Mary Willis wants more than small town life after her college graduation in 1859. A visit to her alma mater draws her into aiding the Underground Railroad, crucial since her family lives near the Canadian border. The Willis family is very prominent in Town Line, New York, with farmlands, a lumber mill, and a well-established business shipping and selling materials throughout the region. Mr. Willis is a town commissioner as well, further ensuring his influence.
Town Line is a split community. While many are in favor of Lincoln and the north in the impending war, a group of German immigrants, led by their minister, are sympathetic to the southern cause and believe that escaped slaves should be caught and returned as property. Several among them scour the area as armed bounty hunters, known as Copperheads, creating dangerous confrontations among neighbors.

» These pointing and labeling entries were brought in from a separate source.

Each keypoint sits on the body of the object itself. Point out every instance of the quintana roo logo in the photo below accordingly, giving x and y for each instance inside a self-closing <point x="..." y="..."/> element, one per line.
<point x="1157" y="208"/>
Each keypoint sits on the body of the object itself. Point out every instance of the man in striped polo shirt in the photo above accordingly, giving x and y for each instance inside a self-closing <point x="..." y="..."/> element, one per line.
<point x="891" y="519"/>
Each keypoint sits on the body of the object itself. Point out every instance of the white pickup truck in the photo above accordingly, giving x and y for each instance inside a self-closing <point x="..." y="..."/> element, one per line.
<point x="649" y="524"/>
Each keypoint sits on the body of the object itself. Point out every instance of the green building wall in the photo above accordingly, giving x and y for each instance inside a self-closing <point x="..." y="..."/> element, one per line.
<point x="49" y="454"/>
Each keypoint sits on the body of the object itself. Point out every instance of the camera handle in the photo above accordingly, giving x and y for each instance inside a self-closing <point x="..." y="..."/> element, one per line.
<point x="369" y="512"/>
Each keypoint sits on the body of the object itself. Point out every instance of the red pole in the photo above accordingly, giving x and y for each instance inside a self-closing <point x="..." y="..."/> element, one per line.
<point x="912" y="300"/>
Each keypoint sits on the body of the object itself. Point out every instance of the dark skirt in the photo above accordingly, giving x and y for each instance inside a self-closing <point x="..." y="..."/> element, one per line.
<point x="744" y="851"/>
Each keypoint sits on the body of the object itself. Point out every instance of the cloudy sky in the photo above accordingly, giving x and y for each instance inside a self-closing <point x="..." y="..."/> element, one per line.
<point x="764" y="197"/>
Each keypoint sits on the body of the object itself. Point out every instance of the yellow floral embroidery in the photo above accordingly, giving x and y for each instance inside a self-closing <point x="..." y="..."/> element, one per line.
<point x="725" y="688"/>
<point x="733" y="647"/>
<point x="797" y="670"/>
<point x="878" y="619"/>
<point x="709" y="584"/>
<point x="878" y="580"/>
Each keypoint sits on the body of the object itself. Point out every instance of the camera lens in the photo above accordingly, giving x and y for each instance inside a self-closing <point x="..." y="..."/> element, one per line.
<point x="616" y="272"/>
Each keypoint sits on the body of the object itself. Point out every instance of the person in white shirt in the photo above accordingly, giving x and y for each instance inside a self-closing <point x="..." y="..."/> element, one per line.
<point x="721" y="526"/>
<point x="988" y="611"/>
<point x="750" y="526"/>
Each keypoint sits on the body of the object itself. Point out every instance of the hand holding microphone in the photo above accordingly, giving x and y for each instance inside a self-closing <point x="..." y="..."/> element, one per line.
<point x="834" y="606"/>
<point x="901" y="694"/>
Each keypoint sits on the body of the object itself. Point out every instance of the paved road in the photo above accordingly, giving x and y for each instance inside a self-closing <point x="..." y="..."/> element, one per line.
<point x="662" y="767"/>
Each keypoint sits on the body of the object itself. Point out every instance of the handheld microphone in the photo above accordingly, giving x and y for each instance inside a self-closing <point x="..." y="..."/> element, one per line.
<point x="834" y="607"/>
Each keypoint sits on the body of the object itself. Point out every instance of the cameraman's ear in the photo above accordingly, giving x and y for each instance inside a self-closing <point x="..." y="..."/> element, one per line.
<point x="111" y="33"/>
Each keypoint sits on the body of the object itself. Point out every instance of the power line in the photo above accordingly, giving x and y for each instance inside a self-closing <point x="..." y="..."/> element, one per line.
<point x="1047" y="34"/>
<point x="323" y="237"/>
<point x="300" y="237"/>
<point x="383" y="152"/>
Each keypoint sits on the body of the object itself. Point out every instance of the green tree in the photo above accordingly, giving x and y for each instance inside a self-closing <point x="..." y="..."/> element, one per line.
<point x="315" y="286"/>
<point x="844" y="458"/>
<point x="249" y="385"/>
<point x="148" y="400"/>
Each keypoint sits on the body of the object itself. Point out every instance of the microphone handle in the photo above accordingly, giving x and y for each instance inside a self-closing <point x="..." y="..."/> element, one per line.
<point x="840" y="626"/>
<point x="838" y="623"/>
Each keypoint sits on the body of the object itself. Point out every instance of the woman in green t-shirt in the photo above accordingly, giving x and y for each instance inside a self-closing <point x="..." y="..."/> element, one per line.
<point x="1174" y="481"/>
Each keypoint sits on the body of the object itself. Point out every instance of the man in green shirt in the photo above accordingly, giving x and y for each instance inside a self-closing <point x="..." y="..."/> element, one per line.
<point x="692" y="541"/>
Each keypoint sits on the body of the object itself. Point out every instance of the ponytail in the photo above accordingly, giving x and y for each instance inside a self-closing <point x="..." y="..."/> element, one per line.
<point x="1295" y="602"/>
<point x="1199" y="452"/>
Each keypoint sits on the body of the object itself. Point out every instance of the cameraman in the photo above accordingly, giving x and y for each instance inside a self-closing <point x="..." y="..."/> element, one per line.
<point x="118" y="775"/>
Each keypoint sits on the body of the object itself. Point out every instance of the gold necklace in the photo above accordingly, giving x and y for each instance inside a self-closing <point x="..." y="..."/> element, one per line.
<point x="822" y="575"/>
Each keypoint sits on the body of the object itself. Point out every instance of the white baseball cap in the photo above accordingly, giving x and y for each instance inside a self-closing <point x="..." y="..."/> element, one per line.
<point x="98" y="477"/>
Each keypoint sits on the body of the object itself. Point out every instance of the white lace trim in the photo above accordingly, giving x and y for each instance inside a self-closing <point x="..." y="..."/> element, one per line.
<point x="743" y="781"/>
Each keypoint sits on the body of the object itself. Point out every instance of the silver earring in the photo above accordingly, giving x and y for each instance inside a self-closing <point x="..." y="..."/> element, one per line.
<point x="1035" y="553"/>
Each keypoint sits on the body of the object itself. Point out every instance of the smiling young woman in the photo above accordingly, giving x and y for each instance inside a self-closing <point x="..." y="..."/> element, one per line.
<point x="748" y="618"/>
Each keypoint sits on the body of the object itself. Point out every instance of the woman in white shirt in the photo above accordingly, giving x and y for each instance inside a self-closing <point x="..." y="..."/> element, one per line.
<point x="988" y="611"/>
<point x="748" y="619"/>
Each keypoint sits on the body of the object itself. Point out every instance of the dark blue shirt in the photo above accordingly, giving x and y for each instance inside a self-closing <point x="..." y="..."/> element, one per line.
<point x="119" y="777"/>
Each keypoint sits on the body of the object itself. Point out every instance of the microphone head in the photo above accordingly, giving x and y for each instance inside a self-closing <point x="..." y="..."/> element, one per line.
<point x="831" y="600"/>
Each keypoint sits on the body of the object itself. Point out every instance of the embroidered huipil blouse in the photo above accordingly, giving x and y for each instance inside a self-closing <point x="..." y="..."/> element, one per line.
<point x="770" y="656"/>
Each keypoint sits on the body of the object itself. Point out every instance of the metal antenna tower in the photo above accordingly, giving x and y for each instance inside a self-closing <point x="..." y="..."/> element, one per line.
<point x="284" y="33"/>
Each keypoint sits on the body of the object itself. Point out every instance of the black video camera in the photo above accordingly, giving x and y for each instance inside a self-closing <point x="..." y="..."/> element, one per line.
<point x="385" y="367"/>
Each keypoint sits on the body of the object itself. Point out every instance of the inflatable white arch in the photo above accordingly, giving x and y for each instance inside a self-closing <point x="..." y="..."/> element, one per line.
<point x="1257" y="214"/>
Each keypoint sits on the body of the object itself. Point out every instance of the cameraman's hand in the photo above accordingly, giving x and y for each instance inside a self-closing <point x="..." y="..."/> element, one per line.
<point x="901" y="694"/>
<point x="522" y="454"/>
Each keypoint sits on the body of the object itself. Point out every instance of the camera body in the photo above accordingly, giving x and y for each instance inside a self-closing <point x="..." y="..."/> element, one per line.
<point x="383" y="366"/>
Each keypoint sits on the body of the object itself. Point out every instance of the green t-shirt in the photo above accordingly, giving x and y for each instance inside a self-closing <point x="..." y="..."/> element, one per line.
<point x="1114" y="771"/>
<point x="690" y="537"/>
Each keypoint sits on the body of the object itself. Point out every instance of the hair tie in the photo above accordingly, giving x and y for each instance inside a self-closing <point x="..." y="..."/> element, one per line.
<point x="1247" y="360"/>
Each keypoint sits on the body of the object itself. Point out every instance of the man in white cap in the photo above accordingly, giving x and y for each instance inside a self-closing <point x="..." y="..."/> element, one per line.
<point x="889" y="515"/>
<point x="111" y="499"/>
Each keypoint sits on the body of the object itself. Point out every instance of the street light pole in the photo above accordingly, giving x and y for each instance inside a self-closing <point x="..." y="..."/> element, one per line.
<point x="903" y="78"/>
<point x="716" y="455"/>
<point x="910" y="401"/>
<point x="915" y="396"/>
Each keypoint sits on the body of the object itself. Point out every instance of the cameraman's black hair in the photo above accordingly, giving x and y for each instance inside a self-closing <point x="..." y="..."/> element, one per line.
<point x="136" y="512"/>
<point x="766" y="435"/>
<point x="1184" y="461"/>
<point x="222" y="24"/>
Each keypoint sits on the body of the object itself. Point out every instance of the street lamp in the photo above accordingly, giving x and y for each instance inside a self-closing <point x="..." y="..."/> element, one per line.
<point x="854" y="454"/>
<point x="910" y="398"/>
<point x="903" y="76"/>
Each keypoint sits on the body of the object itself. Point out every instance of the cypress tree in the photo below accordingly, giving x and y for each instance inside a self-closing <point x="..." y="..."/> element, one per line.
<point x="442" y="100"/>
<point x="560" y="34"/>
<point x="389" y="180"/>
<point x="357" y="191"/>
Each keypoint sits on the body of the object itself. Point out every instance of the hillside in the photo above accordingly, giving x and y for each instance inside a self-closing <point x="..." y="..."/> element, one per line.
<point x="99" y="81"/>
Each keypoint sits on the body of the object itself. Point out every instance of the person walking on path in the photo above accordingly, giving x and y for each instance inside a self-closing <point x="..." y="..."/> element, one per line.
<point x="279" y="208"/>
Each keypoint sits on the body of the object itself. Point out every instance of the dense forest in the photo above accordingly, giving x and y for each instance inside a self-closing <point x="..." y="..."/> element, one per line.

At the start of 1861, Joe Bell has reached New York after fleeing Virginia. Taught to read by his master and very skilled, Joe is better equipped to navigate the dangers than many others. So close to freedom, Joe tangles with two Copperheads and is badly wounded, finally seeking cover on Willis property. His good fortune in this choice is tainted by the vengeance sought for the casualties of the encounter. From then forward, Joe’s and Mary’s lives are inextricably entwined.
Leander Willis is the family’s heir apparent. More interested in hanging around with his childhood buddies, his father dispatches him to nearby Buffalo to begin to learn the ropes of the family business. Leander is easily distracted by the wheeling and dealing and the lure of nightlife. Soon he is drawn to New York City and his life spirals out of control, damaging the family business in the process.
After returning home, Leander seeks redemption by banding together most of his friends as recruits for the Union Army. As a son of a prominent family, Leander is commissioned as an officer, common practice in the day. Soon they realize that the war is not the lark they imagined.
The beauty of Daren Wang’s debut novel is the teasing out of new facets of history within an engaging story. I’m a big fan of authors who drop bread crumbs to encourage readers to research the veracity of surprising details within the story. Wang did this very well. Most stories of the Civil War focus on Gettysburg and south. Bringing to the fore the northern experience and Canadian involvement is a welcome change. The characters he created are complicated, many admirable, others less so. Throughout the book, people are forced to deal with the consequences of their choices. The mix of characters, history and plot twists make for a worthy addition to Civil War historical fiction.